Case Noting

Case Note Components

  • Date of contact.
  • Length of contact (to nearest quarter hour.)
  • Type of contact (phone call, face to face visit, team meeting, annual plan, doctor visit, etc.)
  • Summary of contact (such as: names of people present at meeting, short summary of contact.)

Frequency of Contact Requirements (Minimum)

  • Mandatory face to face contact within the first 30 days of services
  • Direct of collateral contact occurs every month. This may include face-to-face; telephone; e-mail; voice mail; fax; or written exchanges with the individual, their medical or service providers, family or other with knowledge of their long-term care needs.
  • Contacts billed to Home and Community Based Waiver reflect a two way transmittal of information directly related to an individual’s medical, physical, or emotional status.
  • Face-to-face contact with each participant every three months.
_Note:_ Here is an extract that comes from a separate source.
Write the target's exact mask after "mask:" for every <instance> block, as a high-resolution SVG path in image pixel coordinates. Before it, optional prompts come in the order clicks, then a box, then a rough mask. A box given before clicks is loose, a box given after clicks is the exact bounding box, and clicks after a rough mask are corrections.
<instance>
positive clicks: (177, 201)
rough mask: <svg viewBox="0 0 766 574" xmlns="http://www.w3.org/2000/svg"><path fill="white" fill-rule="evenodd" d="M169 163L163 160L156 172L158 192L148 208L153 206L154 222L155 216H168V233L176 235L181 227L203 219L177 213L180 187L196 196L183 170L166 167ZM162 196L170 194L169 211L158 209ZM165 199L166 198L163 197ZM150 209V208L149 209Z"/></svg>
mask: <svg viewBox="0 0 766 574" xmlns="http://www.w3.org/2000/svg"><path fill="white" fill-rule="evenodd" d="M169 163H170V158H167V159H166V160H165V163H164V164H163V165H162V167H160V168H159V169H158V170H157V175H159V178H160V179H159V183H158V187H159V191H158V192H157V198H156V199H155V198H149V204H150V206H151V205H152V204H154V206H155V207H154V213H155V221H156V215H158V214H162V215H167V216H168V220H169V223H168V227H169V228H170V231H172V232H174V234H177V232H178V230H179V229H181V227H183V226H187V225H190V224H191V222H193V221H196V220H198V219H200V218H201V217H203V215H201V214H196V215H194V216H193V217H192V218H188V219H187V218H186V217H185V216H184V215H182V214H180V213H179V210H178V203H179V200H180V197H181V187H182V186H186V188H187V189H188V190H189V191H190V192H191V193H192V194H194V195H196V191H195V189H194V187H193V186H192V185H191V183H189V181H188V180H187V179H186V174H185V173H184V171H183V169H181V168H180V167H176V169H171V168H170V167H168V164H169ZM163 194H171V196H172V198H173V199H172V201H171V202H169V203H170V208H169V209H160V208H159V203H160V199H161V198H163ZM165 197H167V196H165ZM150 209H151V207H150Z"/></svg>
Annually, one visit must occur in the individual’s home.
  • Review of the individual service plan during a face-to-face meeting with the participant every six months.

Case Note Protocol When Interviewing Prospective Consumers/Guardians

  • Support Brokers should only count interview time on their agency 610 if they get hired by the prospective consumer/guardian.
  • Support Brokers should not log the time that it took to set up the interview (e-mails, phone calls, reciprocal communication, etc.)

Why are case notes important?

  • You can use this information when compiling and writing an annual plan or CIP update.
  • You can refer back to this information for court reports or other documents that you may have to write.
  • You develop a written history of a person’s life. For example, you can answer the question, “What year did we stop that medication?” or “When did Billy move to the duplex?”
  • Medicaid waiver (CIP) requires case notes.
  • Every year the state completes a random audit of Case Management and Broker records. This might mean you!